There aren’t many things to be sown in autumn. However, this hardy and versatile vegetable has a small range of varieties that can be specifically sown at this time of year to produce early and late spring harvests.
Late season varieties provide all the superfood qualities of cauliflower. By improving kidney function and boosting brain development, they’re definitely one to grow!
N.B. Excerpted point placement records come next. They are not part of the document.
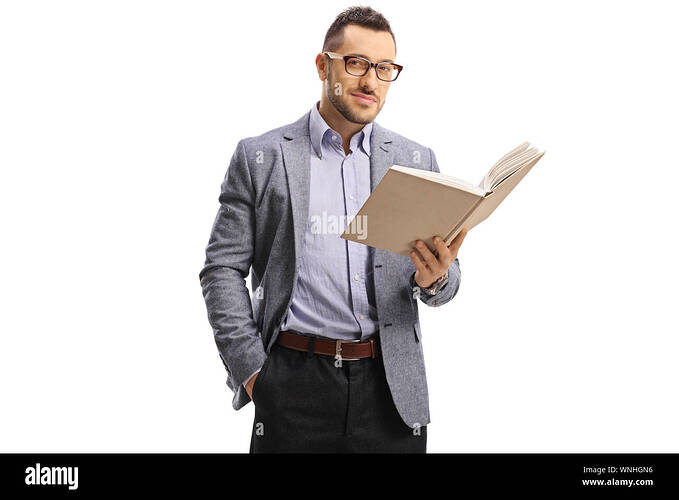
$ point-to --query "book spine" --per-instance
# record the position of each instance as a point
(449, 237)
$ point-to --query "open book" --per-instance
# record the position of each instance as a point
(410, 204)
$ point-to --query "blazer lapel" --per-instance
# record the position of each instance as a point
(295, 147)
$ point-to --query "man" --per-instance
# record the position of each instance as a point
(328, 348)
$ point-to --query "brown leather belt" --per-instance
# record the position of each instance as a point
(347, 350)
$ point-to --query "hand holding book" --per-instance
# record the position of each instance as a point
(430, 266)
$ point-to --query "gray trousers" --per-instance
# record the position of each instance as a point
(305, 404)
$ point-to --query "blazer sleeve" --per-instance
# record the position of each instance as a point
(450, 289)
(229, 255)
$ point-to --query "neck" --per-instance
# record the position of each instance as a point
(338, 123)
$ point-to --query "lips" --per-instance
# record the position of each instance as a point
(363, 98)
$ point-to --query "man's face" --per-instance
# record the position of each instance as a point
(359, 98)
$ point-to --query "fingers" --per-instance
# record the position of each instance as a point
(429, 258)
(443, 252)
(457, 242)
(419, 264)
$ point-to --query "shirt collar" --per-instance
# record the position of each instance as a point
(318, 127)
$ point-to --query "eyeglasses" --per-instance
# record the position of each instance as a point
(359, 66)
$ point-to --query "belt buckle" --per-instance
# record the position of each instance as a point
(338, 350)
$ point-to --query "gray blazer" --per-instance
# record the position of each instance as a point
(260, 225)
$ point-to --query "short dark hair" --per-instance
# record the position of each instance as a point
(360, 16)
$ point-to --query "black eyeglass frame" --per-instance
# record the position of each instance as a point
(334, 55)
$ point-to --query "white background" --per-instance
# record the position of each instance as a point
(117, 122)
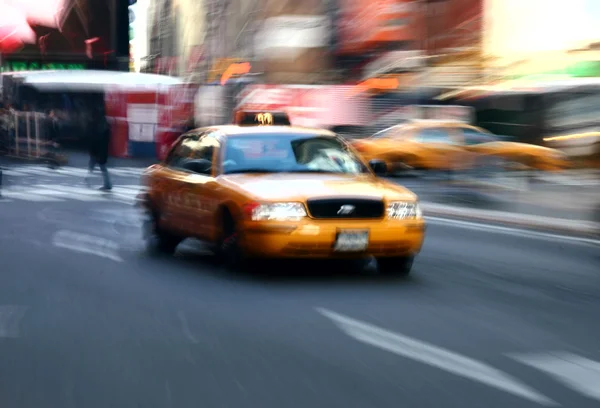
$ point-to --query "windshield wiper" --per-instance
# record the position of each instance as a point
(311, 171)
(253, 170)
Read on to discover more about how to sow cauliflower in autumn…
Cauliflower Seeds to Sow in October
Gypsy cauliflowers are dynamic. They can be sown in both spring and autumn. Meaning they can tolerate a wide range of environmental conditions, one of which is less fertile soil. While they can tolerate less fertile soil, this would not be ideal for best results. Although when to sow this variety is completely up to you!
If you want an early spring crop, then Orkney is the cauliflower to go with. This is considered a great alternative to the Mayflower variety, known for producing the earliest harvesting cauliflower crop. Orkney cauliflowers are excellent to grow for a continuous crop of large curd heads.
“All Year Round” (pictured left)
Don’t be mistaken by the name of this variety of cauliflower. They aren’t quite ‘all year round’, hence the quotation marks. However, they are suitable for sowing between September and October. They cope well in a range of conditions and produce a decently sized cauliflower head.
How to Sow Cauliflower in Autumn
Sow seeds in deep, nutrient-rich soil with a good level of moisture retention. Maintain soil moisture throughout the life of the cauliflower plant. This is crucial to prevent stunts its growth. You don’t want to be disappointed because your crops producing small heads.
Luckily, watering cauliflower plants is easier in autumn/winter with increased rainfall.
The seeds should ideally be sown into modular trays at a depth of 1 ½ cm. Then covered with a fine layer of compost, (in rows of about 15cms apart if sown directly into the ground). If sowing directly into the soil, space out seedlings to leave about 8cm between plants.
Finally, to reduce the amount of root disturbance, transplant the cauliflowers to their permanent growing positions once 5 to 6 leaves can be observed on the plant.
Sowing in modular trays is beneficial to help establish the cauliflower seeds. It makes them stronger as young plants, building resistance to garden pests and diseases.